Primeiro, um vento raivoso deu berrida∗ nas nuvens todas fazendo-lhes correr do mar para cima do Kuanza∗. Depois, ao contrário, soprou-lhes do Kuanza para cima da cidade e do Mbengu∗. Nos quintais e nas portas, as pessoas perguntavam saber se saía chuva mesmo ou se era ainda brincadeira como noutros dias atrasados, as nuvens reuniam para chover mas vinha o vento e enxotava. Vavó Xíxi tinha avisado, é verdade, e na sua sabedoria de mais velha custava falar mentira. Mas se ouvia só ar quente às cambalhotas com os papéis e folhas e lixo, pondo rolos de poeira pelas ruas. Na confusão, as mulheres adiantavam fechar janelas e portas, meter os monas∗ para dentro da cubata, pois esse vento assim traz azar e doença, são os feiticeiros que lhe põem.
José Luandino Vieira
∗ mangonheiro — preguiçoso, lento; malandro, vadio.
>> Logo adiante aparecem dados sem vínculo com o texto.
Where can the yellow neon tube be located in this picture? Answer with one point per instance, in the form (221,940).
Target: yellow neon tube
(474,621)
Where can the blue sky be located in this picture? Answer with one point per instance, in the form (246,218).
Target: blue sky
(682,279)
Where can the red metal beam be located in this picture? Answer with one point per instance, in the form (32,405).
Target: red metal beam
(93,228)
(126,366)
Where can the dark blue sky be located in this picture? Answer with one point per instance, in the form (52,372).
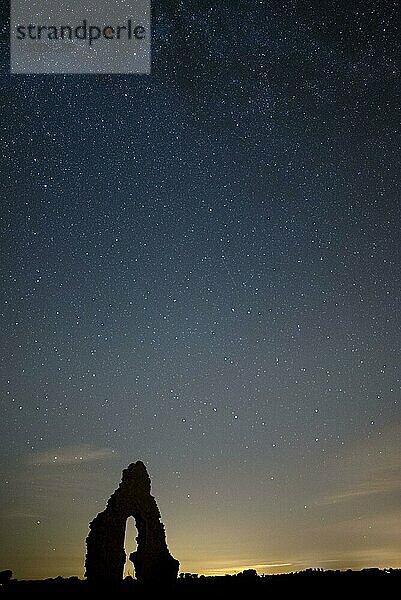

∗ Baixa — parte baixa da cidade de Luanda; centro comercial.
∗ berrida — corrida. Dar barrida — dar uma corrida (em alguém); afugentar, afastar com violência; expulsar.
∗ Kuanza — principal rio de Angola; nasce no planalto do Bié e deságua ao sul de Luanda.
∗ Mbengu — rio de Angola, a norte de Luanda.
∗ mona — criança.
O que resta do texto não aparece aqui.